2.  A person may not use deadly physical force upon another person under circumstances specified in subdivision one unless:

(a) The actor reasonably believes that such other person is using or about to use deadly  physical  force.  Even in such case, however, the actor may not use deadly physical force if he or she knows  that with complete personal safety, to oneself and others he or she may avoid the necessity of so doing by retreating; except that the actor is  under  no duty to retreat if he or she is:

    (i) in his or her dwelling and not the initial aggressor; or

    (ii)  a police officer or peace officer or a person assisting a police officer or a peace officer at the latter’s direction, acting pursuant to section 35.30 [pertaining to law enforcement]; or

    (b) He or she reasonably believes that such other person is committing or attempting to commit a kidnapping, forcible rape,  forcible  criminal sexual act or robbery; or

    (c) He or she reasonably believes that such other person is committing or  attempting to commit a burglary, and the circumstances are such that the use of deadly physical force is authorized by subdivision  three  of section 35.20 [relating to burglary].

First, notice that the New York State law imposes a duty to retreat on a person only when “he or she knows that with complete personal safety . . . he or she may avoid the necessity” of using deadly force by retreating.  If a person is not sure whether safe escape is possible there is no duty to retreat.  This is not a high standard; it is not the assault on personal safety that the NRA makes it out to be.

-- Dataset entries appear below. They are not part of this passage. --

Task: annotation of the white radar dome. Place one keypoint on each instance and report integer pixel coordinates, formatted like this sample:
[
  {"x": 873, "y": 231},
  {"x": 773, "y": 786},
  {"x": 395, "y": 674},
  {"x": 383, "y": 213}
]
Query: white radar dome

Second, notice that the New York State law establishes very clear exceptions to the right to use force in self-defense.  In New York, a person cannot use force in self-defense if that person provoked the attack or was the initial aggressor.  New York’s law includes these exceptions in the general self-defense provision; not just in the special “duty to retreat” provision.  In other words, it’s not just that a person can’t kill his attacker if the person provoked the attack; the person cannot lawfully use any force at all if the person provoked the attack.  A person who provokes the first punch and responds in kind is guilty in New York of assault.  A person who provokes a deadly attack and responds in kind is guilty in New York of homicide.

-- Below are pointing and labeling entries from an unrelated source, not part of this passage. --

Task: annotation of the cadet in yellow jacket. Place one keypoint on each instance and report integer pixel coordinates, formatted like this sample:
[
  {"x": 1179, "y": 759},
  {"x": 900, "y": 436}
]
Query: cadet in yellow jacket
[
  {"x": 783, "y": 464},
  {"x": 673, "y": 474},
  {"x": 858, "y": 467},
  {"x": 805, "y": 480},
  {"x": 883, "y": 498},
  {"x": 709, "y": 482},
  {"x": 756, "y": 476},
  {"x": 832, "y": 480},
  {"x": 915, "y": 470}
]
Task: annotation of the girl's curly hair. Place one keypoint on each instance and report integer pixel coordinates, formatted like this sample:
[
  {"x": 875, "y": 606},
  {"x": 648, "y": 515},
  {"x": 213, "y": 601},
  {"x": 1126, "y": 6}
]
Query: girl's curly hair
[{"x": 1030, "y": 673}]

The Florida statutes have no such provision.  In other words, looking at the statutes alone, I find nothing that prohibited Zimmerman from chasing Martin down, confronting him, and even provoking Martin into using or threatening force against Martin, then shooting and killing him in self-defense as defined by and permitted by the statute quoted above.

One of the sponsors of Florida’s “stand your ground” law, State Representative Dennis Baxley, is feeling understandably sheepish just about now.  He has been all over the airwaves and print media of late, claiming that “his” bill doesn’t protect George Zimmerman.  “His” bill allows a person to “meet force with force,” not to hunt down and kill.  Others disagree.  The Orlando Sentinel quotes Arthur C. Hayhoe, director of the Florida Coalition to Stop Gun Violence, as saying that, under the “stand your ground” law, “Almost every case between two individuals where one was armed and the other was not is dismissed.”

In 2010, a study of the Florida law by the Sentinel found that the number of homicides that had been excused as “justifiable” had tripled after the new law went into effect.

Trayvon Martin was a 17-year old boy, watching the NBA all-star game with his dad.  At half-time, he went out to buy some Skittles, and he never came back.  Trayvon Martin is dead because we place more importance on the right to own, carry and use guns than we place on the lives that the exercise of those rights ends.  Trayvon Martin is dead because we place a higher value a man’s prideful need to stand his ground than we place on life itself.

“Stand your ground” laws cost lives.  Our pride and our manhood should not be so fragile that we insist on engaging in deadly violence when we know we could retreat from it in complete safety.